After Lisa and I read the super-amazing little paperback, “How To Talk So Kids Will Listen and Listen So Kids Will Talk”, we changed the way we communicated, not only with your kids, but with each other and other people. It revolutionized our speech.
But more than that, it caused us to analyze how we thought. It made us step back to look at how we imposed our expectations upon others.
Here’s an example. Your kid’s room is dirty. So you say to it (I say “it” just to add to the humor because they sometimes seem like its.), “Clean up your room! Now!” What you’ve communicated is that you can’t believe a human being would willingly live in such a den of iniquitous filth. You know you wouldn’t. You’re the boss. Your kid must live according to your standards of cleanliness and orderliness. Plus, your kid should drop what it’s doing and attend to your command immediately. Not only that, you’re the boss and your kid should just do as it’s told whether it likes it or not no questions asked.
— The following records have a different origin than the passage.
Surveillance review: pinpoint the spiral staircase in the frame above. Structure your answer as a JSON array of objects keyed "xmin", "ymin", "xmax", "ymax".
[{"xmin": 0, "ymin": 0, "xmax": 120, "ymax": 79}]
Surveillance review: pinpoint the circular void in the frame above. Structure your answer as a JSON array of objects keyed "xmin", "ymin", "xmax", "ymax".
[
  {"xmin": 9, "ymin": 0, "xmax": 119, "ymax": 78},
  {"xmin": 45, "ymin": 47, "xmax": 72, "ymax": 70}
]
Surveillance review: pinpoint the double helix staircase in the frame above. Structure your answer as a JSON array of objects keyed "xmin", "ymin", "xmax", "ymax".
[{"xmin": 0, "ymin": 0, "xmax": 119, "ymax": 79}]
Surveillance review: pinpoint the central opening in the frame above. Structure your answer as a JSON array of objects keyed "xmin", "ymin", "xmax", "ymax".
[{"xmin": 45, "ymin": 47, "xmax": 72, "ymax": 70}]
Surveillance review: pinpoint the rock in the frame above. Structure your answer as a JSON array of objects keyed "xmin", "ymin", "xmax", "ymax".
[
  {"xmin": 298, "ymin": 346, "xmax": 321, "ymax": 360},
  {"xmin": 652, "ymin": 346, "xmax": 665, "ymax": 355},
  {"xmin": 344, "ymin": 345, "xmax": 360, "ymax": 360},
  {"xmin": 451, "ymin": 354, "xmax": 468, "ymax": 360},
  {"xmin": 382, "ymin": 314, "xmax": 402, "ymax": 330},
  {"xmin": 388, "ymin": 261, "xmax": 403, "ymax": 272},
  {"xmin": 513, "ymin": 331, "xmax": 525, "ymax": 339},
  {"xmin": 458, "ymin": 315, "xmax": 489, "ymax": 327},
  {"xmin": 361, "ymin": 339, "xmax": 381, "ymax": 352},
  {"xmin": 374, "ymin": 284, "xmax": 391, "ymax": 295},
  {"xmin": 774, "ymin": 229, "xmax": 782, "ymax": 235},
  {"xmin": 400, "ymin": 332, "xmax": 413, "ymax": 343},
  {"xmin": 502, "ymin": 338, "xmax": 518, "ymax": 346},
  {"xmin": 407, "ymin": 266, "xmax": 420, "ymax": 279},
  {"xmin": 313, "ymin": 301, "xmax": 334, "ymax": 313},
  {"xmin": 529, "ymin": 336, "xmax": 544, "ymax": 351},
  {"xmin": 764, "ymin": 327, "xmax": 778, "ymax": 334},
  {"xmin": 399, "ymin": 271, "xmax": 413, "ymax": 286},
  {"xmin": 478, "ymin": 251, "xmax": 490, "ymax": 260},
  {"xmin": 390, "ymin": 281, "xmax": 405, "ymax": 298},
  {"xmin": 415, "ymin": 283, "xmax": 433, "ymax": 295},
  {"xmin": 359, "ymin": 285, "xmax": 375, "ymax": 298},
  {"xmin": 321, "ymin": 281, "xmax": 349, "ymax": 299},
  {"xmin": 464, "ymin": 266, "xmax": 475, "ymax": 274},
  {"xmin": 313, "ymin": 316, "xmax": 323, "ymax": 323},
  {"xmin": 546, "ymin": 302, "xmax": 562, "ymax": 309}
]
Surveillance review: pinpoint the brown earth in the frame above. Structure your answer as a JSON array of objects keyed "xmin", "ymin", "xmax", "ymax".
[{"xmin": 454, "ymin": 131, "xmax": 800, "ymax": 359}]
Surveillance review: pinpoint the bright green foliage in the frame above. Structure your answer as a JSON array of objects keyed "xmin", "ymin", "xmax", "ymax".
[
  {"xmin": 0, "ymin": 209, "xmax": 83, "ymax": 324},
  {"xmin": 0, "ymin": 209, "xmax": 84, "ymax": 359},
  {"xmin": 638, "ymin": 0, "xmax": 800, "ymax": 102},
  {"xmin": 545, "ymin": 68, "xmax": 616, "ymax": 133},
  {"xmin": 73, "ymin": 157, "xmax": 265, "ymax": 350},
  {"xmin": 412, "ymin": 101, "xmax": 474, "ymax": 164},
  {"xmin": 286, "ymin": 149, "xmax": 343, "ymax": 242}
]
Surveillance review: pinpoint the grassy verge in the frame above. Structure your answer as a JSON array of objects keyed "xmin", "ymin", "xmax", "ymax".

But your kid’s thinking, “What’s wrong with my room? It’s my room, not yours. I like the disheveled look. I like my room to look lived in. I have way more important things to do, like catch up with my friends on Facebook. This 140 square feet is mine and I can do with it what I want. Who made you the boss of me? I’m old enough now to be spoken to as a human being and even an almost adult. Why are you snapping at me? Why are you being such a bitch? I was going to ask you if you wanted to take me out for lunch. Well, forget that!” Etcetera.
Rather, when you walk by the room, you could say, “You know, I personally find it challenging to look at your room. If your door was closed, just for me, that would be cool.” You haven’t barked a command. You haven’t imposed your expectations. You haven’t imputed your standards. You’ve expressed your feelings. You’ve communicated a simple fact: “For my peace of mind it would help to keep the door closed. That is your space and I respect it. The way you keep your room is up to you.”
Here’s a super-easy example. Your kid slams the door. Instead of saying, “DON’T SLAM THE DOOR!”, which usually gets your kids eyes rolling and sighs forthcoming. Instead, say, “You slammed the door.” Usually, they will say, “Oops! Sorry!”
So for this Saturday’s spiritual exercise, try not to issue commands or impose your expectations or impute your ideas upon others. Just make statements. Try it. I promise that it won’t be long before it becomes your normal mode of speech.